“I don’t want to be here, but my ex won’t take me back,” Issa raps in an aside during several more anonymous dates with several more anonymous Tindermen—a composite set at different restaurants that are dimly lit and romantic in feel and, effectively, the same place. “So my broken ass is here, small-talking over apps.”
Insecure, overall, is a show that is deeply interested in the here—in the way locations, and circumstances in general, shape people’s lives. The tension that results, one place chafing against another, is where the show’s title itself comes from, Rae once explained—“we wanted to kind of paint that this character is in between two worlds and is just in a constant state of discomfort”—and it’s one that manifests not only in Insecure’s storylines, but also in its production values. That’s one of the elements that make Insecure such a stand-out series, one of the best TV shows in an environment crowded with great ones: the attention it pays to geography, and architecture, and interior design, and the physical spaces its characters inhabit. Many of the show’s scenes begin with quick-cut montages that serve not only to locate their action within particular settings, but also to emphasize the constraints of location itself: Whatever action is about to occur will to some extent be shaped by the spot where the scene is set.
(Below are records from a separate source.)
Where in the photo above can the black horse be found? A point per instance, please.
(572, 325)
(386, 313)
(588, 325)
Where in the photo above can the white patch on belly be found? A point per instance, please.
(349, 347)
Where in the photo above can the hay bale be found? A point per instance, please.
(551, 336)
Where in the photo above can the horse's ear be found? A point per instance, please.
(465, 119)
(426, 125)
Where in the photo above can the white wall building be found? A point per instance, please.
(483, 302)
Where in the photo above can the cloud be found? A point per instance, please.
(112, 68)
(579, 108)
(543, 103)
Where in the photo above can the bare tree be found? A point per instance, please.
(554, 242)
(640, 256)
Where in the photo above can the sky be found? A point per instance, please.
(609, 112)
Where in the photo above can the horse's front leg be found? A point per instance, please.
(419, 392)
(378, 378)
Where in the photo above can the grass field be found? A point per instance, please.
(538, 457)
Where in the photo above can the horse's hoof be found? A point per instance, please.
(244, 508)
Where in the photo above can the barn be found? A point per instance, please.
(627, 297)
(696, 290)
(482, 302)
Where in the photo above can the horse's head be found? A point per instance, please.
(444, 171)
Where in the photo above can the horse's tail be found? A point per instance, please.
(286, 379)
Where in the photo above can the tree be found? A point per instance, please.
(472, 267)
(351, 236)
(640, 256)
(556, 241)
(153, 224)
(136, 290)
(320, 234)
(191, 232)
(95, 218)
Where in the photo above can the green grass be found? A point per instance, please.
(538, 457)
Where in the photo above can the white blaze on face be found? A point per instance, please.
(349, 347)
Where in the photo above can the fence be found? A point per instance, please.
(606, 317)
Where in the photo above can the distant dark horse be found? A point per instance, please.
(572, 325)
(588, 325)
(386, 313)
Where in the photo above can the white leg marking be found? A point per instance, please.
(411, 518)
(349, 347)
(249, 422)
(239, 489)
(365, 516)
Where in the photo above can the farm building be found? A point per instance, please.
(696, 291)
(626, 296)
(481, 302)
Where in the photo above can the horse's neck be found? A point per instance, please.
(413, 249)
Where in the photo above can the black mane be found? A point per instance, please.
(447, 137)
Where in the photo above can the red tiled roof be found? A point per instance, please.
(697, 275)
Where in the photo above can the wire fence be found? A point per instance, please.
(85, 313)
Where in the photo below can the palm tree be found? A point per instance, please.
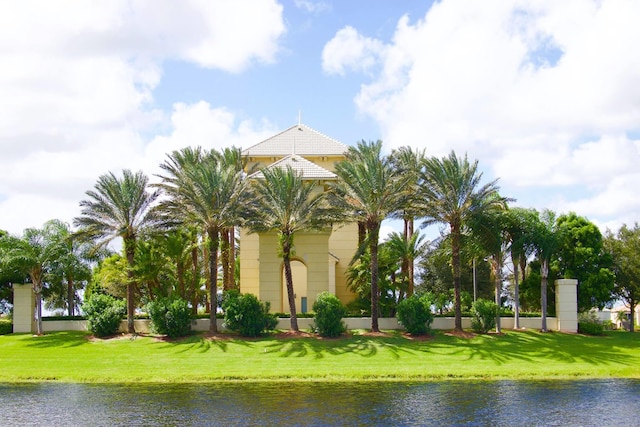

In its Season 2 premiere, Insecure extends that idea: Singleness here, too, becomes a space that characters live in. “Single” is, Insecure is suggesting, not merely a status, in that reductive, drop-down-menu way that Facebook—another omnipresent space in the show—conceives it. “Single” is instead a space to be navigated and negotiated. It carries certain expectations. It makes certain demands.
That’s already been the case for Molly (Yvonne Orji), Issa’s best friend, who began Season 1 reeling from the engagement of a coworker—and who spent much of the rest of the season’s episodes worrying, in various ways, that coupledom might not happen for her. But now, after her breakup with Lawrence, Issa has joined Molly in that space—and her singleness has become for the moment, it seems, the salient fact of Issa’s life. It takes over her conversations with Molly. It leads her to throw a party, and to ask each guest to bring a plus-one. It crosses over into her efforts to bring We Got Y’All, the educational nonprofit she works for, to a new school that seems to have no interest in its services. (“Sometimes you just have to know when to give up,” Frieda (Lisa Joyce), Issa’s co-worker, says; she’s talking about the school, but the show allows the observation to adopt a kind of doubleness—as a commentary about Issa’s relationship.)
And: Issa’s newly single status becomes a matter of physical space, as well. Issa, still, sleeps on a single pillow, on her half of the bed she used to share with Lawrence. She sits on the couch she and Lawrence bought together—the piece of furniture that once symbolized the renewal of their relationship. She keeps dating apps constantly fired up on her phone, ensuring that men flexing and ab-revealing and smiling in bathroom mirrors runs like a visual refrain as she watches TV, gets ready for bed, and lives her life—even though she rejects almost all of them. And when Issa does swipe right, she returns, again and again, to that dimly lit, composite restaurant: Different outfits, different men, but otherwise—place-wise—the same. She’s meeting new guys, but she’s not getting to know them; she is going on dates, but she is not really dating. She’s there, but she’s not really there.